- Born: Kingdom of Georgia
- Died: 1118
- Venerated in: Eastern Orthodox Church
- Canonized: June 27, 2005 by Georgian Orthodox Church
- Feast: September 12

= George of Chqondidi =

Georgian saint and bishop

George of Chqondidi (გიორგი ჭყონდიდელი, Giorgi Chqondideli) (died c. 1118) was a Georgian churchman and court minister best known as a tutor and the closest adviser of King David IV (r. 1089–1125).

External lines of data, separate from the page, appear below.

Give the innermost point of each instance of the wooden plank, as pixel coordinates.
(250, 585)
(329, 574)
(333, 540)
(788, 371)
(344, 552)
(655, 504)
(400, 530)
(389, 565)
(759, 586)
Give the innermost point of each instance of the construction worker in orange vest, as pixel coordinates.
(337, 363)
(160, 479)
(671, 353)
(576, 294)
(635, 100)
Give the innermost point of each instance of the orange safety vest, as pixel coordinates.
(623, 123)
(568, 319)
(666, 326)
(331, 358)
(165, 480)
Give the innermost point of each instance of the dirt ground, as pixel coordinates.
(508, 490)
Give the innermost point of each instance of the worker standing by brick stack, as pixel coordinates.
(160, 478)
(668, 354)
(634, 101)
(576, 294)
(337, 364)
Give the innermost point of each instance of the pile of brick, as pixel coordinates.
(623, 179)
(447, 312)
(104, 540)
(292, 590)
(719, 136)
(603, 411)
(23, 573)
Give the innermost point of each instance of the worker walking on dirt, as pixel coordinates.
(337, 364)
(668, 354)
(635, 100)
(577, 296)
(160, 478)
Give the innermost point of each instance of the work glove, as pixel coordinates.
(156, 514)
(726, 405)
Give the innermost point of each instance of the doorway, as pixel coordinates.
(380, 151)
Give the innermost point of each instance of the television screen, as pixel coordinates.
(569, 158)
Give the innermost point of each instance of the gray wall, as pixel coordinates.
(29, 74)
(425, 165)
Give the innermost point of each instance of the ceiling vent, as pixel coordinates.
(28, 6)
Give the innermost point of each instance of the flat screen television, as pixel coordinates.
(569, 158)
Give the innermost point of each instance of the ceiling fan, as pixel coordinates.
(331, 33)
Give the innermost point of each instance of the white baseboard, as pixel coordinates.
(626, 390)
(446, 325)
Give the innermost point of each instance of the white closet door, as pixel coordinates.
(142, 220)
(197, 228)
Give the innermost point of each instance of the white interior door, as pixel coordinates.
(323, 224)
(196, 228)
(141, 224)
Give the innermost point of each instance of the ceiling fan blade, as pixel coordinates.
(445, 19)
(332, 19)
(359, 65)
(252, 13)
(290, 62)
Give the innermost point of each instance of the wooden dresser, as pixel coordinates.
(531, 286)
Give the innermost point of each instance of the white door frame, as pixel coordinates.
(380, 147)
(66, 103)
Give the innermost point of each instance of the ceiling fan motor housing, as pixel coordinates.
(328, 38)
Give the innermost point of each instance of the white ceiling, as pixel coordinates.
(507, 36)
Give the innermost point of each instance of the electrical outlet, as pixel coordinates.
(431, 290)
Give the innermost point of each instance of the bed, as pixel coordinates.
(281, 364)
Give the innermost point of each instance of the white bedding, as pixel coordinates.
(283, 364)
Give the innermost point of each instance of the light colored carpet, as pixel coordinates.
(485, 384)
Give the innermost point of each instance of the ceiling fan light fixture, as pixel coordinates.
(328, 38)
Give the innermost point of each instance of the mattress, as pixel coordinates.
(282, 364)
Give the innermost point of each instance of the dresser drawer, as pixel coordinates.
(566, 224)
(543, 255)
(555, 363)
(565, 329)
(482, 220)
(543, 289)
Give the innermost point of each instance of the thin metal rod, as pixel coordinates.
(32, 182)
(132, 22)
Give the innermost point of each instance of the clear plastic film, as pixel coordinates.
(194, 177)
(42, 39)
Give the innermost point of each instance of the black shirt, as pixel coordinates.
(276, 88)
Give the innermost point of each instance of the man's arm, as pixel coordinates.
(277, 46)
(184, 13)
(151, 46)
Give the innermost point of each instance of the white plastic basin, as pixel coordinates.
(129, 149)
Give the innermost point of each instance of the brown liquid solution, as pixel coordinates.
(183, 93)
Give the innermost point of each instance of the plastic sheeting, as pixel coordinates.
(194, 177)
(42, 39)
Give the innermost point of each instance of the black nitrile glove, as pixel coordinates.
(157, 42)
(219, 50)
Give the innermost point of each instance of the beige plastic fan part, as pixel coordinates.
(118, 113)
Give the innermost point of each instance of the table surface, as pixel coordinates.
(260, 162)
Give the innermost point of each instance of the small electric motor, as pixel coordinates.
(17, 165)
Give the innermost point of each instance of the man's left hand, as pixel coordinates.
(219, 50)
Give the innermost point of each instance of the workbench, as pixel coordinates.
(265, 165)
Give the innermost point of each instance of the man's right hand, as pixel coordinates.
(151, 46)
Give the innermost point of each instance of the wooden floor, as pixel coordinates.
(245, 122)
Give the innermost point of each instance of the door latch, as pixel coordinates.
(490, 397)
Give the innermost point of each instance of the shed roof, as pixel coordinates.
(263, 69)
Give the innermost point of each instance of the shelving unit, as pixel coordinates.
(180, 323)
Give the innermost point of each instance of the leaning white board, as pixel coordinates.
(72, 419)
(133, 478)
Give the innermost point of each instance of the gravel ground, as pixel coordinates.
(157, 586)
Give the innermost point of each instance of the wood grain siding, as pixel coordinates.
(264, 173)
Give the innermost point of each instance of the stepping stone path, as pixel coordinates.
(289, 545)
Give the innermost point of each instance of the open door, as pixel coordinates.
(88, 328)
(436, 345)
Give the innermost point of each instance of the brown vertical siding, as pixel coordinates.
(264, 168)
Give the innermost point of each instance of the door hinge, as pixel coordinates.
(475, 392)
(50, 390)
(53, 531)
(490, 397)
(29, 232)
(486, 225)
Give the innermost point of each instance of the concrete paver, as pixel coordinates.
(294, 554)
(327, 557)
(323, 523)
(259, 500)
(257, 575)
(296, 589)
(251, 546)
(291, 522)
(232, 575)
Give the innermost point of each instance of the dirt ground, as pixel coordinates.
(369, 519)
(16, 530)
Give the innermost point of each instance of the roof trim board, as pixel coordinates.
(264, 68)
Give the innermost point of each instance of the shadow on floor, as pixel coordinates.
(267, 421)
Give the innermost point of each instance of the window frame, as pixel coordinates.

He served as an archbishop of Chqondidi (Chqondideli) in west Georgia and possibly played a role in a palace coup in which George II was forced to cede power to his young and energetic son David IV, while himself was reduced to the status of a co-king. George was the tutor and spiritual father of David and was appointed by the new king as the Grand Chancellor of Georgia (Mtsignobartukhutsesi) following the ecclesiastic Council of Ruisi-Urbnisi of 1103. Henceforth this office, for a time the greatest at the Georgian court, was usually held by the incumbent archbishops of Chqondidi. George appeared as David’s key ally in his reforms of the church and state machinery. He personally supervised successful efforts at recapturing the strongholds of Samshvilde (1110) and Rustavi (1115) from the Seljuk Turks. In 1118, he accompanied the king in his travel to the Kipchak lands to negotiate a recruitment of these nomad tribesmen in the royal army of Georgia. He was never to return to Georgia though, as he died in Alania around that year. According to the Georgian Chronicles, George "was mourned as a father, and even more deeply, by the whole kingdom, and by the king himself, who wore black for forty days". And he was buried at the Gelati cathedral. The art historian Guram Abramishvili identifies George with the figure depicted on a fresco from the Ateni Sioni Church as leading a row of royal donors, otherwise thought to represent George II after his retirement to monastery.

On June 27, 2005, George of Chqondidi was canonized by the Georgian Orthodox Church which marks his feast day annually on September 12.